My relations with Thorndyke were rather peculiar and a little inconsistent. I had commissioned him, somewhat against his inclination, to investigate the circumstances connected with the death of Harold Monkhouse. I was, in fact, his employer. And yet, in a certain subtle sense, I was his antagonist. For I held certain beliefs which I, half-unconsciously, looked to him to confirm. But apparently he did not share those beliefs. As his employer, it was clearly my duty to communicate to him any information which he might think helpful or significant, even if I considered it irrelevant. He had, in fact, explicitly pointed this out to me; and he had specially warned me to refrain from sifting or selecting facts which might become known to me according to my view of their possible bearing on the case.

But yet this was precisely what I felt myself constantly tempted to do; and as we sat at lunch in his chambers on the day after my visit to Barbara, I found myself consciously suppressing certain facts which had then come to my knowledge. And it was not that those facts appeared to me insignificant. On the contrary, I found them rather surprising. Only I had the feeling that they would probably convey to Thorndyke a significance that would be erroneous and misleading.

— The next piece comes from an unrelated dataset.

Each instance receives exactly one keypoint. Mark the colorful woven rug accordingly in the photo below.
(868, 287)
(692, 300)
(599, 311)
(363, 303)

There was, for instance, the appearance of Wallingford in Kensington Gardens. Could it have been sheer chance? If so, it was a most remarkable coincidence; and one naturally tends to look askance at remarkable coincidences. In fact, I did not believe it to be a coincidence at all. I felt little doubt that Wallingford had been lurking about the neighbourhood of Barbara’s flat and had followed us, losing sight of us temporarily, when we turned into the by-path. But, knowing Wallingford as I did, I attached no importance to the incident. It was merely a freak of an unstable, emotional man impelled by jealousy to make a fool of himself. Again, there was Wallingford’s terror of Thorndyke and his ridiculous delusions on the subject of the “shadowings.” How easy it would be for a person unacquainted with Wallingford’s personality to read into them a totally misleading significance! Those were the thoughts that drifted half-consciously through my mind as I sat opposite my friend at the table. So, not without some twinges of conscience, I held my peace.